Melalui artikel ini, semoga bisa kita tahu yaaa jawaban dari KENAPA ini!
1. MANIPULASI PSIKOLOGIS YANG RUMIT
Penipuan ini tidak hanya bergantung pada kecerdasan aja, tapi juga kelemahan psikologis yang sering kali dimiliki oleh tiap individu.
Kalau bilang Dr. Robert Cuyler, PhD :
“Penipu sering kali menyamar sebagai otoritas atau entitas yang bisa dipercaya untuk membangun kredibilitas. Mereka mungkin meniru gaya bahasa dan komunikasi, atau bahkan menyamar sebagai teman dan keluarga untuk menumbuhkan rasa keakraban dan kepercayaan.”
Contohnya ni , seperti panggilan telepon atau email yang seolah-olah berasal dari bank atau institusi pemerintah. Nah korban cenderung mengikuti instruksi tanpa memikirkan konsekuensinya.
2. EKSPLOITASI EMOSI DAN RASA TAKUT
Memanfaatkan emosi, terutama rasa takut, menjadi salah satu cara paling efektif untuk nipu seseorang. Karena dalam keadaan cemas atau terancam, manusia cenderung bereaksi cepat tanpa mempertimbangkan dengan matang. Inilah yang dimanfaatkan para penipu.

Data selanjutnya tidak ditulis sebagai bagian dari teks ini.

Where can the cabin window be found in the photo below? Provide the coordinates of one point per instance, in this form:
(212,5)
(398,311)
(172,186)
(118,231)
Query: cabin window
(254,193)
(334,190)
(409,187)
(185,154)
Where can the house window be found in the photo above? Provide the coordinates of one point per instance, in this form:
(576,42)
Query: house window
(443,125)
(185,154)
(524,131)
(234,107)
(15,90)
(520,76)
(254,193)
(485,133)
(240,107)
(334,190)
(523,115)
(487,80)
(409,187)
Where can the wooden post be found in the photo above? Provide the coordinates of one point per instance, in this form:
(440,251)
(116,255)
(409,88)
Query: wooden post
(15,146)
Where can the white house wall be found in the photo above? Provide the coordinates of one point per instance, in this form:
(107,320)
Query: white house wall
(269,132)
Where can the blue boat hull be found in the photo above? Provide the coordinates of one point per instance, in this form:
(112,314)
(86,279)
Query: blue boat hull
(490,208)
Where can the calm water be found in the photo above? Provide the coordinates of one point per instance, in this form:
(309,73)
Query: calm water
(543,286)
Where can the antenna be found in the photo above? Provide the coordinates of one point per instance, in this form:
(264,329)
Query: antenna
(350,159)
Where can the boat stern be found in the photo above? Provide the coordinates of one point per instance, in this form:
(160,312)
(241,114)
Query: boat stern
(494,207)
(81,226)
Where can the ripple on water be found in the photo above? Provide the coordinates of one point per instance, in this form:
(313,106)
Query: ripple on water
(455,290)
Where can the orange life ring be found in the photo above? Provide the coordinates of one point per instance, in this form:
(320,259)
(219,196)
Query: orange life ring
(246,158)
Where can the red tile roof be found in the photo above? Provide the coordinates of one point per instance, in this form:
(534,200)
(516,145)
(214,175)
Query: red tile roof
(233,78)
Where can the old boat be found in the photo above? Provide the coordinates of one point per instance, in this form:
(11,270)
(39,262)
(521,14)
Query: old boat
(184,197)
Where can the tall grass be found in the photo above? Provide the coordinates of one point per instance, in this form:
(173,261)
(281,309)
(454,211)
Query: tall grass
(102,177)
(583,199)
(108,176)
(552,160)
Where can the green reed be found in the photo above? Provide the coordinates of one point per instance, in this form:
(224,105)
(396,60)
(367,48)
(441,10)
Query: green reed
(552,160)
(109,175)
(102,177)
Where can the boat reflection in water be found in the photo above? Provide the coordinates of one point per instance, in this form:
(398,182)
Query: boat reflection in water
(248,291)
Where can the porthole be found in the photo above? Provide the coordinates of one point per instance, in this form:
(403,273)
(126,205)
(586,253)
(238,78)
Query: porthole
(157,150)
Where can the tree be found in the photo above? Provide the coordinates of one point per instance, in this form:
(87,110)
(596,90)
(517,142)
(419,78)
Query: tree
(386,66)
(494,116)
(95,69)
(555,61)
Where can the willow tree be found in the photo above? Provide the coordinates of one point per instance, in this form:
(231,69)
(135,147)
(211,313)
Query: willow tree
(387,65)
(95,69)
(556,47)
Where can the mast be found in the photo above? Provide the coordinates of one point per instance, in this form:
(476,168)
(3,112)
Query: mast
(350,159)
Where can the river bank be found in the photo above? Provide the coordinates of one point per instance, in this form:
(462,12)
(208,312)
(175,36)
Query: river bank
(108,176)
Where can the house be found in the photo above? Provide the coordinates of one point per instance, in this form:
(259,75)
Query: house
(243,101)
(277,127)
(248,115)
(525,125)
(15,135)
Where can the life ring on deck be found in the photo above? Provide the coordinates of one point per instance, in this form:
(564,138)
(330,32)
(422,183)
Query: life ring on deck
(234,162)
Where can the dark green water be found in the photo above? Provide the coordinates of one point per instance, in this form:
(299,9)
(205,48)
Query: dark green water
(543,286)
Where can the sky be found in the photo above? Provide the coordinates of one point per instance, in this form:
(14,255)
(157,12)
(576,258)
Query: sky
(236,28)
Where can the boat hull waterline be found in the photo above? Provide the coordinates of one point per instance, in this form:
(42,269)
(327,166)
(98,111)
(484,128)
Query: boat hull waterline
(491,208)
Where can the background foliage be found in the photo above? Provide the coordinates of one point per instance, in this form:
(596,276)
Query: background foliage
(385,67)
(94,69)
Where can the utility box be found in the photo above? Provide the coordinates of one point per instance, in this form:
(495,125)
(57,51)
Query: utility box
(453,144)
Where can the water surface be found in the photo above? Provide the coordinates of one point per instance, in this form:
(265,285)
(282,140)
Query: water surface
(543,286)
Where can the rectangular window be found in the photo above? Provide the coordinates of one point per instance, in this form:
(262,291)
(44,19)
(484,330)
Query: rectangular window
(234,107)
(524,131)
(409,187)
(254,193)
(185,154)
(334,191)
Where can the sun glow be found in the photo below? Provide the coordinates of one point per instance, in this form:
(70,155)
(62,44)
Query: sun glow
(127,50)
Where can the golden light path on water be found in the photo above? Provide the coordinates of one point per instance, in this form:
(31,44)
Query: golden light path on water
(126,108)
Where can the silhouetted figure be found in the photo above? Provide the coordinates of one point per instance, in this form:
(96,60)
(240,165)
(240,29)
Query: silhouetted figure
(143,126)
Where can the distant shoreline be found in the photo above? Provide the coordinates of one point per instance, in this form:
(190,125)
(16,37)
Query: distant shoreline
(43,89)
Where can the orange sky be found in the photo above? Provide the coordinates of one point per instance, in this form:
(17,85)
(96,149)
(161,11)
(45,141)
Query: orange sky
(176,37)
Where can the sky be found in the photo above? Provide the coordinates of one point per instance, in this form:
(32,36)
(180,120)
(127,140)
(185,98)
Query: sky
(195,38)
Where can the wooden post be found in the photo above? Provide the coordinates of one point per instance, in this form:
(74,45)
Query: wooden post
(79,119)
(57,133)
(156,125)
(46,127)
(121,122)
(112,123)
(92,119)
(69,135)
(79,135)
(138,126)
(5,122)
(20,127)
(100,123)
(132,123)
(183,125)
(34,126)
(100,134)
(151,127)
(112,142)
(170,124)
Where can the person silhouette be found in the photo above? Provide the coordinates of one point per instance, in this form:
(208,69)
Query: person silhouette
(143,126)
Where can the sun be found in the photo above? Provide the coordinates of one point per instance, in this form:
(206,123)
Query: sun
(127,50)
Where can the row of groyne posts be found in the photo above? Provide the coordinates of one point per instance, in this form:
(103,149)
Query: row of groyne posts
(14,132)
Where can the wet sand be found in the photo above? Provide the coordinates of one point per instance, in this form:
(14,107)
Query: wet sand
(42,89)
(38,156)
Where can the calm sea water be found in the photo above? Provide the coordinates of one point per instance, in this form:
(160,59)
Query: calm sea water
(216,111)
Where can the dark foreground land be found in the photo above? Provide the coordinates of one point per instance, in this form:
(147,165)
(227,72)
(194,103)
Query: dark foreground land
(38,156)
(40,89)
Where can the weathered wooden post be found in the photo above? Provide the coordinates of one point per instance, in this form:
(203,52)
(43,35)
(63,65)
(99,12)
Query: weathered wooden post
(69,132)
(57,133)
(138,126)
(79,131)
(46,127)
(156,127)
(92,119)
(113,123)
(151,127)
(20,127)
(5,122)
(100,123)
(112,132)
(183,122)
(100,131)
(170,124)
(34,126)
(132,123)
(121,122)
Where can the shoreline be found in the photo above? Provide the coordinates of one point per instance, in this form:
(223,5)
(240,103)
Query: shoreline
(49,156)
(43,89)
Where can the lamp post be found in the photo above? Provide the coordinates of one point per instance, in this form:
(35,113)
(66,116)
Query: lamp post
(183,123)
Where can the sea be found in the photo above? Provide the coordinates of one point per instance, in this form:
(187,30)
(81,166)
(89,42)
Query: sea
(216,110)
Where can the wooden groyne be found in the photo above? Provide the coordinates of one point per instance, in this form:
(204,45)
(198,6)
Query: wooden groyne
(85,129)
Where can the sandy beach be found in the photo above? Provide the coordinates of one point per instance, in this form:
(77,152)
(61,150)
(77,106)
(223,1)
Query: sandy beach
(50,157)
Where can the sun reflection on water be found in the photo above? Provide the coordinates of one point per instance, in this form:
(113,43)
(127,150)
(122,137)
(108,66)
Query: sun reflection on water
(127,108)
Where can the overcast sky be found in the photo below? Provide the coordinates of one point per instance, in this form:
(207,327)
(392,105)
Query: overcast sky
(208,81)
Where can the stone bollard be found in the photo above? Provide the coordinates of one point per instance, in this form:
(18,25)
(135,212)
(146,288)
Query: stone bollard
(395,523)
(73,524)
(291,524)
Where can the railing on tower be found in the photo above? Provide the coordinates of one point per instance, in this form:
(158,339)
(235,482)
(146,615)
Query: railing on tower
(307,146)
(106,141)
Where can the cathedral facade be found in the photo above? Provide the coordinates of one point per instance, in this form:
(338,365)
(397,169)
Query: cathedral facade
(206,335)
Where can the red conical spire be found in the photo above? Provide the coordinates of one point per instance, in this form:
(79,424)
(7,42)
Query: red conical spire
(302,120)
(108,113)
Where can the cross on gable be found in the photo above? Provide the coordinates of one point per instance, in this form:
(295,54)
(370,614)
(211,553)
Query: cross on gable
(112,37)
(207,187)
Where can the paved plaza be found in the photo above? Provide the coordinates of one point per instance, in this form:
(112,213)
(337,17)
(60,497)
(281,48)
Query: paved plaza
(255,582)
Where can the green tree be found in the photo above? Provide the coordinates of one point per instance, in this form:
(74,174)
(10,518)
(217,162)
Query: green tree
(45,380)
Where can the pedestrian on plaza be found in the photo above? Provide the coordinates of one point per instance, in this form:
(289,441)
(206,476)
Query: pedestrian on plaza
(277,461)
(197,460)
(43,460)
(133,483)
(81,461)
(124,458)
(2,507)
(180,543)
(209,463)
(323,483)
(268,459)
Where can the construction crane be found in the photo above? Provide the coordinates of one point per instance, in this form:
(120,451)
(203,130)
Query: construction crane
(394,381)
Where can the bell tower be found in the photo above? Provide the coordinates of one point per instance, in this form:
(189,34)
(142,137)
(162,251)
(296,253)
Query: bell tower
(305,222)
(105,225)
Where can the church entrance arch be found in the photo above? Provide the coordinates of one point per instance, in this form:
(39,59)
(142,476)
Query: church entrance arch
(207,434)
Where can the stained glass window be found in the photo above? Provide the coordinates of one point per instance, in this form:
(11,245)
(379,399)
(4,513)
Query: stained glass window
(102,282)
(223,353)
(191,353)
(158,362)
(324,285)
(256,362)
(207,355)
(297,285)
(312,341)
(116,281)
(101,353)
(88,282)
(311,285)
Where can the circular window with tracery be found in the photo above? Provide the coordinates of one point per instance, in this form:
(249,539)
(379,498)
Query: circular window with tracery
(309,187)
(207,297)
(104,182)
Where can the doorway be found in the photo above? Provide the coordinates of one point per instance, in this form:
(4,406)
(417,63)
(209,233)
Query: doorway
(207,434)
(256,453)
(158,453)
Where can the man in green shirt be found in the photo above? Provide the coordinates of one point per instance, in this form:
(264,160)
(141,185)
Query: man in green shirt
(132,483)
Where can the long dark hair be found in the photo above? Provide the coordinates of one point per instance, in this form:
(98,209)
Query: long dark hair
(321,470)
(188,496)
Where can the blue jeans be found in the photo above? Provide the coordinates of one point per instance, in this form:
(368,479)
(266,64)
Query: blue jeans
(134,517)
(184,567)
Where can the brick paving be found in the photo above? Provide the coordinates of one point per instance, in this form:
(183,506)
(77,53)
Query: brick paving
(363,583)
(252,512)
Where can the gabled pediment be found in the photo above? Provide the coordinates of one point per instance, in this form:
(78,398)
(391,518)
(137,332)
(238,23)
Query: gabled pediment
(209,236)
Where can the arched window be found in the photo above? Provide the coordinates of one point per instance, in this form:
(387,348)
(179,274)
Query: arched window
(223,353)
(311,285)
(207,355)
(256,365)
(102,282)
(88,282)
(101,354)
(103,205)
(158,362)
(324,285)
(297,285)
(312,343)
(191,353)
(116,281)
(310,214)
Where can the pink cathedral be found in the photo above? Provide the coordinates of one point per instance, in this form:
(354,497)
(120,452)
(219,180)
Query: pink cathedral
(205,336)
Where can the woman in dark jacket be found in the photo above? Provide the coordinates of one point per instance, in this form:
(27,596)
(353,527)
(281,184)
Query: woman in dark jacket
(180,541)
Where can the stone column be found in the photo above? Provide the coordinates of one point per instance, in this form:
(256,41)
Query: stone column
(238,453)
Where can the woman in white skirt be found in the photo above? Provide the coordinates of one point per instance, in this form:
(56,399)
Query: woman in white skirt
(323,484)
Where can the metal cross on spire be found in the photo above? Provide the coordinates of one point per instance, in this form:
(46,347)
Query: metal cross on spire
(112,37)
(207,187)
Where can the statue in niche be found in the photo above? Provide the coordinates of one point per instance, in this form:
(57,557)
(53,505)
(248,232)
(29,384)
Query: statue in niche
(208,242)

Kalau kata Dr. Mary Poffenroth, PhD :
“Ketakutan adalah salah satu faktor utama yang membuat orang lebih rentan terhadap penipuan.”
Contohnya, email penipuan yang mengancam akan membekukan rekening bank atau menuntut tindakan cepat agar korban tidak kehilangan kesempatan besar sering kali berhasil menipu korban untuk bertindak cepat tanpa berpikir panjang.
3. BIAS KOGNITIF YANG MENGHANTUI
Salah satu bias yang sering dimanfaatkan oleh penipu adalah confirmation bias. Confirmation bias adalah kecenderungan untuk mencari dan mempercayai informasi yang mendukung keyakinan kita.
Dalam penipuan, hal ini dieksploitasi dengan cara menyajikan informasi yang seolah-olah mendukung harapan atau kekhawatiran korban.
Pun dengan penggunaan heuristik-yakni aturan praktis yang biasanya kita gunakan untuk mengambil keputusan cepat-juga membuat kita rentan terhadap penipuan.
Dalam dunia digital, banyak orang sering kali percaya pada ulasan online sebagai dasar untuk mengambil keputusan. Penipu memanfaatkan ini dengan membuat review palsu yang tampak asli. Jadinya korban merasa aman untuk melakukan transaksi, meskipun sudah tanda-tanda bahaya.
4. FAKTOR SOSIAL DAN PENGARUH LINGKUNGAN
Dalam situasi tertentu, tekanan sosial dapat membuat seseorang merasa perlu mengikuti jejak orang lain. Dalam hal ini, penipu kerap menciptakan ilusi bahwa banyak orang lain telah melakukan tindakan tertentu, seperti berinvestasi atau membeli produk, untuk mendorong korban agar ikut serta.
Taktik psikologis lainnya adalah reciprocity bias atau bias timbal balik. Ini ketika penipu memberikan sesuatu kepada korban, seperti informasi atau bantuan kecil, korban cenderung merasa terikat untuk memberikan sesuatu kembali.
Seperti yang dibilang Dr. Mary Poffenroth :
“Korban merasa lebih sulit secara psikologis untuk menolak permintaan selanjutnya karena ‘bantuan’ pertama berfungsi sebagai taktik untuk membuka kesempatan.”
Nah Vox and Voxy, mungkin dengan kita tahu faktor-faktor yang membuat korban bisa terkena modus ini, kita bisa mencegah dari modus penipuan yang semakin canggih ya!